The shutdown has given Americans enough of a foretaste to see the Republicans as they are: deluded. The delusion that the Koch brothers and the Tea Party have foisted upon the Republican Party -- if we ever allow it to shape our reality -- would beat this nation down to a way of life so primitive that it would be laughable to call it mere chaos.

It would be savagery.

And savagery is also what will happen if the religious right -- another political “base” to which the Republicans pander -- ever gets the power to act out its own destructive fantasies.

Most Americans, however religious they may be by the standards of the faith into which they were born, maintain a tolerant attitude. However deeply they profess what they believe, they also -- a lot of them -- acknowledge the mystery that underlies the existence of the cosmos, the miracle of life, and the force behind creation. When it comes to their own denomination and its differences with other denominations, they prefer to live and let live. If they are Christians, they sometimes acknowledge that Christianity over the centuries has spanned a broad range of behavior that stretches all the way from Quakerism to the Spanish Inquisition, and, humbled by this knowledge, they are glad to live in a land that protects different faiths.

But the Christian right in the Republican Party believes that certain doctrines, whether Protestant or Catholic in their packaging, should be forced to some extent upon everybody else in the land.
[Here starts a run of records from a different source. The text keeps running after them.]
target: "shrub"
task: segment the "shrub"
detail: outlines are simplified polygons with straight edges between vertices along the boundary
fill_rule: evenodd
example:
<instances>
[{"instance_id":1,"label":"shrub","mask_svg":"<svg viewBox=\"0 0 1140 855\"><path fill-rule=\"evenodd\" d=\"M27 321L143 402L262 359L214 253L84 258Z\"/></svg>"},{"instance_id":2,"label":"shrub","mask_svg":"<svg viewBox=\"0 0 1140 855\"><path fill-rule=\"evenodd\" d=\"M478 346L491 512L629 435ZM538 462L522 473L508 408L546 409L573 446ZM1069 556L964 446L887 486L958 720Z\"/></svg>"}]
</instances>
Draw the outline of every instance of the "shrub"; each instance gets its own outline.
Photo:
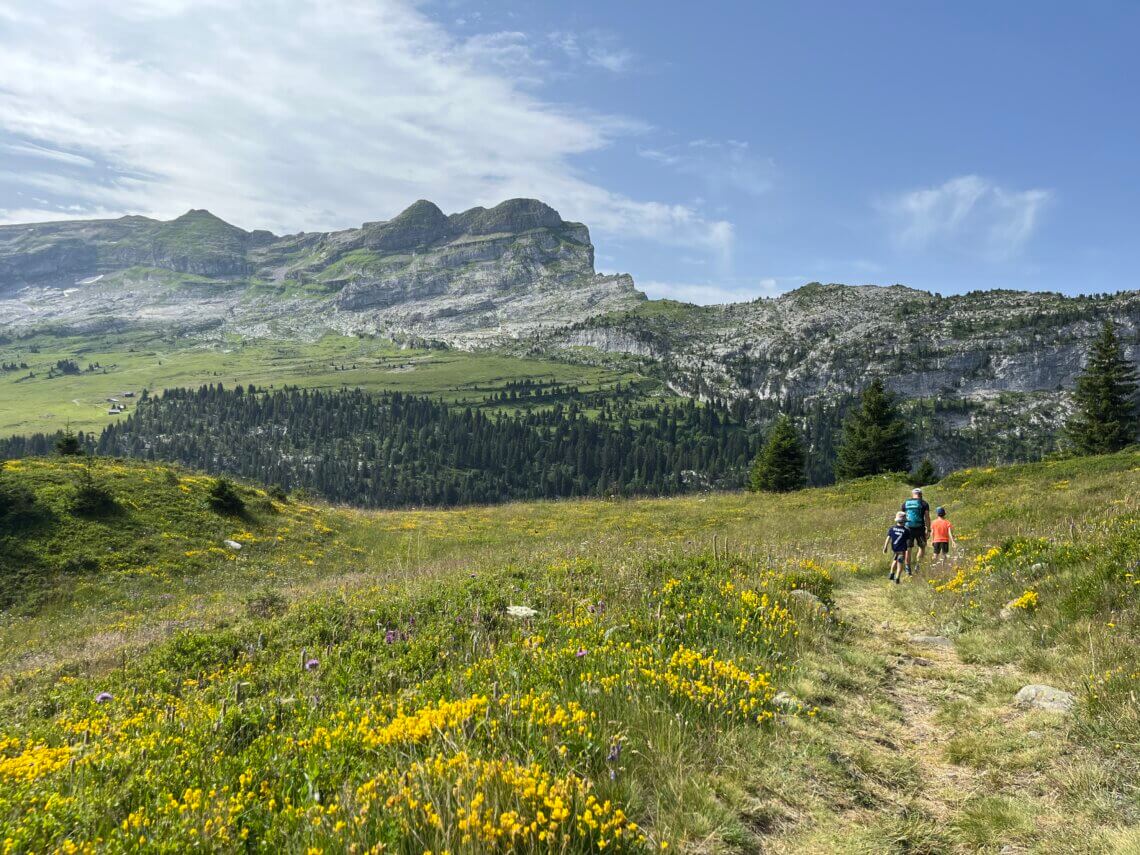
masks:
<instances>
[{"instance_id":1,"label":"shrub","mask_svg":"<svg viewBox=\"0 0 1140 855\"><path fill-rule=\"evenodd\" d=\"M240 514L245 510L245 500L228 478L216 478L206 494L206 504L220 514Z\"/></svg>"},{"instance_id":2,"label":"shrub","mask_svg":"<svg viewBox=\"0 0 1140 855\"><path fill-rule=\"evenodd\" d=\"M119 509L114 494L84 469L71 499L71 512L80 517L98 517Z\"/></svg>"},{"instance_id":3,"label":"shrub","mask_svg":"<svg viewBox=\"0 0 1140 855\"><path fill-rule=\"evenodd\" d=\"M35 494L22 484L0 480L0 530L15 527L36 515Z\"/></svg>"},{"instance_id":4,"label":"shrub","mask_svg":"<svg viewBox=\"0 0 1140 855\"><path fill-rule=\"evenodd\" d=\"M245 610L250 617L277 617L284 614L288 608L289 601L277 591L262 591L245 598Z\"/></svg>"}]
</instances>

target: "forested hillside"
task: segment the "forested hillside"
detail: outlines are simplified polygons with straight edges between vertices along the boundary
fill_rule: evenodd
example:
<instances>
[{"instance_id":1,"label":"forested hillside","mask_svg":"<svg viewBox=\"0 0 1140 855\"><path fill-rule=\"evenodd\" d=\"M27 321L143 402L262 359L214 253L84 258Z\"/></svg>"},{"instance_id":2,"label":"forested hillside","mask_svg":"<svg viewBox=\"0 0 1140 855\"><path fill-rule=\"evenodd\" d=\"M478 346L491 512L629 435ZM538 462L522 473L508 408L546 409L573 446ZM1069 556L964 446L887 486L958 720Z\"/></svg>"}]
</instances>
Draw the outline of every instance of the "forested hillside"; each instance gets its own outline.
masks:
<instances>
[{"instance_id":1,"label":"forested hillside","mask_svg":"<svg viewBox=\"0 0 1140 855\"><path fill-rule=\"evenodd\" d=\"M758 439L730 411L691 401L599 396L512 414L400 393L214 385L140 403L95 447L402 507L736 487Z\"/></svg>"}]
</instances>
Here again is a political vision that would usher in chaos and violence.

The Republican Party, for the better part of two generations or more, has made a devil’s bargain with the right. Republican moderates -- those who are left -- have allowed themselves to be bullied into silence, or at least acquiescence, by primitive, destructive, and -- let Dwight D. Eisenhower speak the word of truth -- stupid people. The conservative intelligentsia has failed utterly to provide decent guidance. However clever or learned conservative pundits may think they are, they are little more than conduits for bankrupt ideas. They cannot be redeemed by fancy polemics; they cannot get away with attempts to change the subject by foisting the blame onto Democrats.

Unless the sensible Republicans -- and there are probably still enough of them -- find ways to reassert themselves, their political prospects are grim.
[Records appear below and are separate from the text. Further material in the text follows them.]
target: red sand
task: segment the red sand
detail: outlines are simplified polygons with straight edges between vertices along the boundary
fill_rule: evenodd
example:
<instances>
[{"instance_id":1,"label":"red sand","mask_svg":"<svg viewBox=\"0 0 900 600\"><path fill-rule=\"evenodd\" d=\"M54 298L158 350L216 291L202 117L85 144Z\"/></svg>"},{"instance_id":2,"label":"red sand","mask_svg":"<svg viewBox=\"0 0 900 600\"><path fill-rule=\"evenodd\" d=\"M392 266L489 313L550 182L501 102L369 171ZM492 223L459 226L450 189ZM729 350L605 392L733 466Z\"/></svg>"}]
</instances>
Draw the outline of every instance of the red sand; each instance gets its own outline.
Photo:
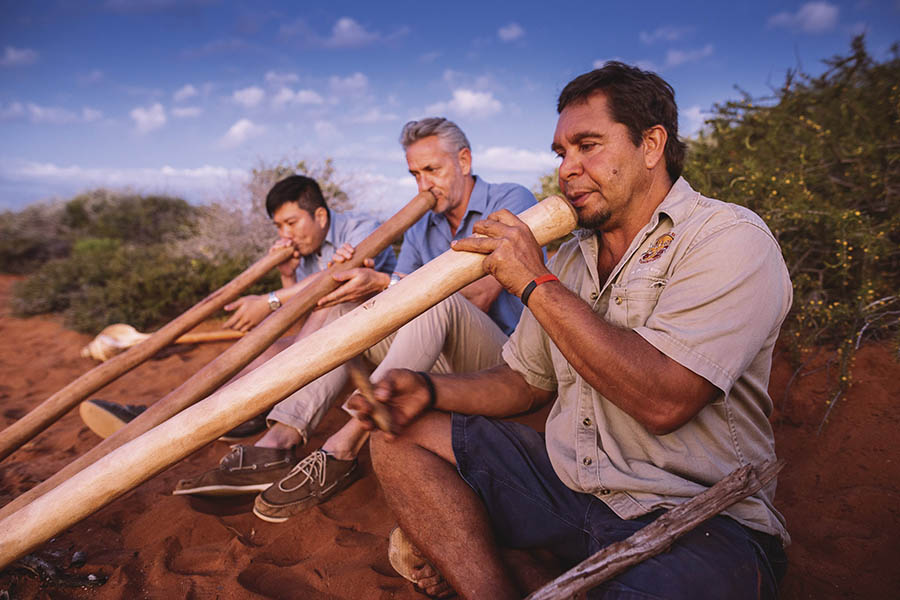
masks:
<instances>
[{"instance_id":1,"label":"red sand","mask_svg":"<svg viewBox=\"0 0 900 600\"><path fill-rule=\"evenodd\" d=\"M90 337L58 318L17 319L7 299L15 278L0 276L0 427L6 427L95 363L79 356ZM150 404L222 352L195 346L151 360L93 397ZM794 538L781 597L879 598L900 590L900 365L886 346L864 347L856 383L832 411L825 371L798 378L776 361L770 391L778 405L778 452L787 460L777 506ZM534 418L530 419L535 421ZM318 447L345 421L332 410L312 440ZM52 475L98 439L76 410L0 463L0 505ZM213 442L63 532L37 551L67 572L102 573L91 589L41 583L19 569L0 573L10 598L422 598L387 561L393 518L371 473L326 504L287 523L250 513L252 497L174 497L175 482L214 465L227 445ZM86 563L67 568L82 551ZM894 590L894 592L890 592Z\"/></svg>"}]
</instances>

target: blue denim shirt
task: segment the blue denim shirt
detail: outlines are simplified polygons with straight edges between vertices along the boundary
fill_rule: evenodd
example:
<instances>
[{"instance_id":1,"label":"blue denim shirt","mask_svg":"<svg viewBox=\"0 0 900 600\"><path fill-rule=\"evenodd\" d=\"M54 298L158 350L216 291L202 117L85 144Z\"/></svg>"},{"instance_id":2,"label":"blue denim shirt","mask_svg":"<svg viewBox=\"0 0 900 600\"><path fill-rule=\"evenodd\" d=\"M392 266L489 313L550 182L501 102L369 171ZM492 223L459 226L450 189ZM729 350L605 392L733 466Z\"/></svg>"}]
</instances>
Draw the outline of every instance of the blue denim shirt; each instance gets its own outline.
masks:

When it comes to the complexities of life in a modern society, most Americans are sophisticated enough to see that the slogans of the Tea party are infantile at best and appallingly destructive at worst. There is no way for the Republican Party to gain the support of an American majority with further government-bashing in the foreseeable aftermath of the shutdown.

And when it comes to the blessings of a free society, most Americans are sane enough to see the religious right for what it is: a force that is un-American in its zeal -- its mania -- to persecute. There is no way for the Republicans to gain the support of an American majority by fomenting religious war.

The members of the hard right wing are ignoramuses and cranks, more numerous in some parts of the nation than in others. Most of them would probably like to secede from the United States if they cannot get control of it. But they cannot get control of it.

And they cannot secede.

The cost of stupidity is failure. Is there any way out for the Republicans?